McGowan v. Larsen

McKENNA, Circuit Judge,

after making the above statement, delivered the following' opinion:

The rulings of the court in excluding testimony were correct. No inference of sufficient degree of probability could be drawn from it under the issues to make it admissible.

To sustain their exception to the ruling of the court for giving the instruction contained in the fourth assignment of error* and above quoted, plaintiffs in error contend that under the laws of Oregon they were entitled to plead inconsistent defenses, and, citing Pom. Rem. & Rem. Rights, § 722, that they could not be compelled to elect between such defenses, nor could evidence in favor of either have been excluded at the trial on account of inconsistency. “If this be true,” counsel say, “it is obvious that: the interests of the plaintiffs in error were seriously affected by the remarks of the court: in criticism of these defenses. If they were entitled to their defenses, they were entitled to them without their being weighted down by *914these strictures,” meaning the comments of the instruction. But this does not follow. The defenses they might be able to malee (we assume it without deciding it), and evidence in support of them might be admissible; but after it is admitted it must receive consideration, and its character either absolutely or in relation to other evidence must be determined, that a judgment may be formed. Inconsistent defenses — that is, when the truth of one negatives the truth of the other — cannot both be found true; and in reaching a judgment of the truth of either the court may assist the jury, if it. make no comment which the evidence will not bear, and assume no function which it is the jury’s right to exercise. The record does not contain the evidence, and we must assume that the defenses were made as stated by the court. It is manifest that only one could be true. If there was no light out, one could not have burned' all night; and if one burned all night it could not have been extinguished' before morning by a freshet. The comment of the court, therefore, was correct, and it submitted to the jury the only proposition the jury had a right to find, to wit, the truth of one of the defenses.

Counsel urge in their brief that by the use of the word “false" in the instruction the court “made á direct accusation of perjury; of willful false statement,” — and that the jury must have received the word in such sense, and not as an equivalent for “untrue.” This is inferred because in certain statutes imposing penalties or detriments the word is so construed. The inference we do not think is justified. Besides, the context refutes the contention of counsel.

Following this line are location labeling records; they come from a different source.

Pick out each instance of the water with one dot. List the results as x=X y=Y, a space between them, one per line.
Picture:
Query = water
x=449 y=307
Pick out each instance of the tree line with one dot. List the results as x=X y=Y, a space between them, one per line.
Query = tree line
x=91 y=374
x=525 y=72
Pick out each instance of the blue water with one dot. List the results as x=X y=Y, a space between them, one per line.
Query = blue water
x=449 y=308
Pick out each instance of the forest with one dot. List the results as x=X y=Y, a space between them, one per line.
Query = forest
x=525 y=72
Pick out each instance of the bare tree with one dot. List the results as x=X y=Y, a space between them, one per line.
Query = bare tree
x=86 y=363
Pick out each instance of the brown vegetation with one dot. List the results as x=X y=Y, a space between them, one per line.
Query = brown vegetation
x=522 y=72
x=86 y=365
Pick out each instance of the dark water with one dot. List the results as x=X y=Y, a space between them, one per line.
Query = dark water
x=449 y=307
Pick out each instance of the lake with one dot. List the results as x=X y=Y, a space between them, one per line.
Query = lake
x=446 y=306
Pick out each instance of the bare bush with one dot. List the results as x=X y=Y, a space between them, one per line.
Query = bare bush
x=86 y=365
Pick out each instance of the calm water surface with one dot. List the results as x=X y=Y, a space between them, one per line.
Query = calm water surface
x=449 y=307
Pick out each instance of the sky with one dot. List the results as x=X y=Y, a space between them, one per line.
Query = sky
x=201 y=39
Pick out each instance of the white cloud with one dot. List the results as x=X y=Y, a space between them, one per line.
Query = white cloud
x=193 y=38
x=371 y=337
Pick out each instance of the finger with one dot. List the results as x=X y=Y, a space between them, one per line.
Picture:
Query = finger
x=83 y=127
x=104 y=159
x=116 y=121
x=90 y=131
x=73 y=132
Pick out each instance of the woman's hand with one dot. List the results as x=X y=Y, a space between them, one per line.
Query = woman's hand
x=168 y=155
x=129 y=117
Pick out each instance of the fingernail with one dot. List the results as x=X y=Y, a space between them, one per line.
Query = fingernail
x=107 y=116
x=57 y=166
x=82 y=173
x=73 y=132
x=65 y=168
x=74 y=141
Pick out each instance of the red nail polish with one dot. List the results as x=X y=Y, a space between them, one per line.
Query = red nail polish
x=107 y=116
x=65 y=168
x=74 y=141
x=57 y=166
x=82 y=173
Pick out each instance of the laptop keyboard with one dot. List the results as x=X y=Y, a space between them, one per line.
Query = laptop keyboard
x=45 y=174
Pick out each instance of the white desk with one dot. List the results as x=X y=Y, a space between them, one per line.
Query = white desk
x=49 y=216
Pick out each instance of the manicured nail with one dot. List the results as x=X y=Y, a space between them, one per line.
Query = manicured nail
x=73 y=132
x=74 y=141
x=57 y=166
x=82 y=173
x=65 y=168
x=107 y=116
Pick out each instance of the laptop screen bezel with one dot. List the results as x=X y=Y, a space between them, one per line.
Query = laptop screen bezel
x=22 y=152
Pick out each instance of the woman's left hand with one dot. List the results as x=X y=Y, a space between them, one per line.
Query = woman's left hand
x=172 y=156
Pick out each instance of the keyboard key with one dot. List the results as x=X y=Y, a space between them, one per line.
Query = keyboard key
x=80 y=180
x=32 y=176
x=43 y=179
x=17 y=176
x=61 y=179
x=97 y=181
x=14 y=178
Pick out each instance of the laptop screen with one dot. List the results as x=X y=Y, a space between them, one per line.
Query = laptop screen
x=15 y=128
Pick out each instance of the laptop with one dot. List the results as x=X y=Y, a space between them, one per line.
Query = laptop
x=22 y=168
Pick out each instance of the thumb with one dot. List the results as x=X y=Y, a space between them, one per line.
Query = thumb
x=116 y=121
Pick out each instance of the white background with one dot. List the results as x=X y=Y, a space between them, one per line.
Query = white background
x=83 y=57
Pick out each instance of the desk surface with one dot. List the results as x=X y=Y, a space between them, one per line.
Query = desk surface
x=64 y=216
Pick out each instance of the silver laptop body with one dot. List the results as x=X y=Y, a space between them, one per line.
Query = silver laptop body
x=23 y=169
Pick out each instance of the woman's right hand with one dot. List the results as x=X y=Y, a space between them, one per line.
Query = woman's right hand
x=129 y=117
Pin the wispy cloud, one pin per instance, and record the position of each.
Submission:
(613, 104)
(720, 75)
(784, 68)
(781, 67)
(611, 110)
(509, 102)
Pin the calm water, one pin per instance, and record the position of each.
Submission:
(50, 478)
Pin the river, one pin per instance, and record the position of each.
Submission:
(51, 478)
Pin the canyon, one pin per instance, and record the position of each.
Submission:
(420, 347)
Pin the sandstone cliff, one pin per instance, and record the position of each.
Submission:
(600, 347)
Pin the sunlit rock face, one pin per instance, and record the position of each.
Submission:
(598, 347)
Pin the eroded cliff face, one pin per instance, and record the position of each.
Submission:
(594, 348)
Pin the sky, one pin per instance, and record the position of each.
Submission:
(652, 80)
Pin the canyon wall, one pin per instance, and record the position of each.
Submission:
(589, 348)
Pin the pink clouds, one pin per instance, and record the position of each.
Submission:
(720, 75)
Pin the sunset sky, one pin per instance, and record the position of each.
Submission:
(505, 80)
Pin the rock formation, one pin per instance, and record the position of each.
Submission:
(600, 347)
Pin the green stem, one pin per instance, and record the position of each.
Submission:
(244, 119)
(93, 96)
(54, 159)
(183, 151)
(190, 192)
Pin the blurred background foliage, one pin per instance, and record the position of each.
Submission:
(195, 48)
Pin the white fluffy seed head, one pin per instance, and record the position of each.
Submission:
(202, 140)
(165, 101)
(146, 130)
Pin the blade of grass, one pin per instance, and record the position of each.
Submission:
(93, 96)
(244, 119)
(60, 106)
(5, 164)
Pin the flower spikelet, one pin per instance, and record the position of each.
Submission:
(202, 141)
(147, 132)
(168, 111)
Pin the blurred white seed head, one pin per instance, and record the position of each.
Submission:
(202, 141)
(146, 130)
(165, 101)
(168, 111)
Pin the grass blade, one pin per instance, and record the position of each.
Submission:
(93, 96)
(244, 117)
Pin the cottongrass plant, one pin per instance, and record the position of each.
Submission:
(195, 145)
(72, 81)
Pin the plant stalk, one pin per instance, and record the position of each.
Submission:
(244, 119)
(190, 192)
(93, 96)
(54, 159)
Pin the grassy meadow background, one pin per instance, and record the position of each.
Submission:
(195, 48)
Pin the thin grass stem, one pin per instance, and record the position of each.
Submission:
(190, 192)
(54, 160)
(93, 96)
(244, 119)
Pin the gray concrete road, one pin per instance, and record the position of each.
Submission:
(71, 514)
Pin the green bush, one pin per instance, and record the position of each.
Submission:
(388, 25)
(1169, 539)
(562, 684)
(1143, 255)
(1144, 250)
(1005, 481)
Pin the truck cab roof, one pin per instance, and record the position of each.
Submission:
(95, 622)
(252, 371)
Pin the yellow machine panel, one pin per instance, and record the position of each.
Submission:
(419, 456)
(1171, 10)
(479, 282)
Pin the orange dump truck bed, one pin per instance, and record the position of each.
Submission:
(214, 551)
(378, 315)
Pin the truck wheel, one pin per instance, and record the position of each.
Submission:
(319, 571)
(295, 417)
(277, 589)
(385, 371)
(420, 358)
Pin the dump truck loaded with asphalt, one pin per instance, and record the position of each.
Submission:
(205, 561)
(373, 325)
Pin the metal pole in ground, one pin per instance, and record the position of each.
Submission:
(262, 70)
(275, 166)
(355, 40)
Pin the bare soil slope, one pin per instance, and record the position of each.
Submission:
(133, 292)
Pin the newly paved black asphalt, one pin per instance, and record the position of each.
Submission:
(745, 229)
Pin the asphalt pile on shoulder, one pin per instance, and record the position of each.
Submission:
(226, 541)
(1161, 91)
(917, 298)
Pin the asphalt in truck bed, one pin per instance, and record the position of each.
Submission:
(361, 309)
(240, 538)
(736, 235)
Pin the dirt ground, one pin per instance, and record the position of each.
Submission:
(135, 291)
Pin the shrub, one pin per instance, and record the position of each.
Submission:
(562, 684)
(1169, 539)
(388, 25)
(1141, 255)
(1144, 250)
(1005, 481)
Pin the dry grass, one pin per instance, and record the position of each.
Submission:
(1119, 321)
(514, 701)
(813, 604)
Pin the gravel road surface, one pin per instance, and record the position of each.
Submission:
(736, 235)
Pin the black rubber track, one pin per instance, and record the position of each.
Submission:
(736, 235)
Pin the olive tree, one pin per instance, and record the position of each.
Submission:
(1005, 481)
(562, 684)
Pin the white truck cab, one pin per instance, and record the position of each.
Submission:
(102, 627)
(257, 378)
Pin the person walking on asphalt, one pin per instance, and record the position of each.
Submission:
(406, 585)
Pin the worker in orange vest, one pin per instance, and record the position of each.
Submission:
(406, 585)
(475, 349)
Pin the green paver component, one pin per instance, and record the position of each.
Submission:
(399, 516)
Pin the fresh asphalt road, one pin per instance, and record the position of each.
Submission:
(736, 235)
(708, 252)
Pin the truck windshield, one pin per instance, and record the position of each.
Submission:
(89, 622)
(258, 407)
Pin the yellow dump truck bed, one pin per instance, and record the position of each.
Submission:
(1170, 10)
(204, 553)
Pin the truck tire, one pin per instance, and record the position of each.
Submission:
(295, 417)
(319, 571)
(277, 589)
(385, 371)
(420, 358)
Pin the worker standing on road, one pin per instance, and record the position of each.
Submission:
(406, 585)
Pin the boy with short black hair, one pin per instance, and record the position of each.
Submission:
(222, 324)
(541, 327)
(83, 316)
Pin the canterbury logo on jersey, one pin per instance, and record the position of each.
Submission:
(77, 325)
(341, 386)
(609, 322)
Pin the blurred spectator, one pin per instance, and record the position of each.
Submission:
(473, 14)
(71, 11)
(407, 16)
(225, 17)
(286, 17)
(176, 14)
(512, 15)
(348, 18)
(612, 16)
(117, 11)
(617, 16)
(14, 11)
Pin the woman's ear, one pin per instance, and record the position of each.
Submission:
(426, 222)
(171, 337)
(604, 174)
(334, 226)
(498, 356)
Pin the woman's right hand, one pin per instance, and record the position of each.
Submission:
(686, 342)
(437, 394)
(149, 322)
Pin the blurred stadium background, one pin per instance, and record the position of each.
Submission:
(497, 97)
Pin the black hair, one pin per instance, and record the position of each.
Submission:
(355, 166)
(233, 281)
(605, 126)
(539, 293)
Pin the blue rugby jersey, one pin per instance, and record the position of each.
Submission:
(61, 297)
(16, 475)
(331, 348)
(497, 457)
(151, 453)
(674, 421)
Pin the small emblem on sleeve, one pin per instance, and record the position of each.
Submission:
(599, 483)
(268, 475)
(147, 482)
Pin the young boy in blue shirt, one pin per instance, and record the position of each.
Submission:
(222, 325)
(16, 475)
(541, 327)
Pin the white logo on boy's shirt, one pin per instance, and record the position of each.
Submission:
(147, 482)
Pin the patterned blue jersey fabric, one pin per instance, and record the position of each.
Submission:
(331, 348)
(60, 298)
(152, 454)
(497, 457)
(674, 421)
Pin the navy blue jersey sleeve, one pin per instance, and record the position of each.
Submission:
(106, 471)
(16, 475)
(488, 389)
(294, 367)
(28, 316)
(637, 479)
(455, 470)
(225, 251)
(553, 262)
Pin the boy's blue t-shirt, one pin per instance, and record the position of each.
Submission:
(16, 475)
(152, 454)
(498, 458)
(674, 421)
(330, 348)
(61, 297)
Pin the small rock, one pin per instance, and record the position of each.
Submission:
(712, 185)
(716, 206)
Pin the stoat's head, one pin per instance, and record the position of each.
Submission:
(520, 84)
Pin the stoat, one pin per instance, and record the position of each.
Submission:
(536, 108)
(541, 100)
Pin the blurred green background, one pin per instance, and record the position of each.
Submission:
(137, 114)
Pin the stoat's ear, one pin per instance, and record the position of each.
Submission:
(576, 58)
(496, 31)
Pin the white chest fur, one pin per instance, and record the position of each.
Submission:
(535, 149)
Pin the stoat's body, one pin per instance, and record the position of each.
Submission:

We do not find any error in the instructions contained in the fifth and sixth assignments of error. The statute requires any person owning or operating a trap to “conspicuously show at night-time between sunset and sunrise a bright white light.” It must be displayed continuously. It must be put out at sunset and maintained until sunrise. The excuses for the nonobservance of this duty, in view of the facts and the degree of care required, were properly explained.

To the instruction contained in the eighth assignment of error, plaintiffs in error take in their brief a different exception to that taken -at the trial. They must be confined to the latter. The record states the exception as follows;

“To which instruction of the court the defendants, by their said counsel, duly excepted as to the court’s suggestion that the defendants removed the light next morning, probably soon after daylight; which exception the court allowed, the court saying: T said ho removed it the next morning. It does not appear when he removed it the next morning, but probably soon after daylight.’ ”

That is, the exception was to two suggestions of fact:' (1) The defendants removed the light next morning; (2) that this was done “probably soon after daylight,”- — and the improbability which the court mentioned was that between 5 minutes after 3 and “soon after daylight” the light “should have gone out,” hence it must have gone out before 5 minutes after 3, and that the captain of the La Comas was untruthful or mistaken as to the fact or time. This *915reasoning counsel for plaintiffs in error does not seem to think is very strong, but it is only necessary to say that it was submitted to the jury for what it was worth; the learned judge saying: "However, my judgment is not to govern; the matter is for your determination, not mine.” We think the limits allowed to the court were not transcended, more particularly when considered in connection with the rest of the instructions given. There being no error in the record, the judgment is affirmed.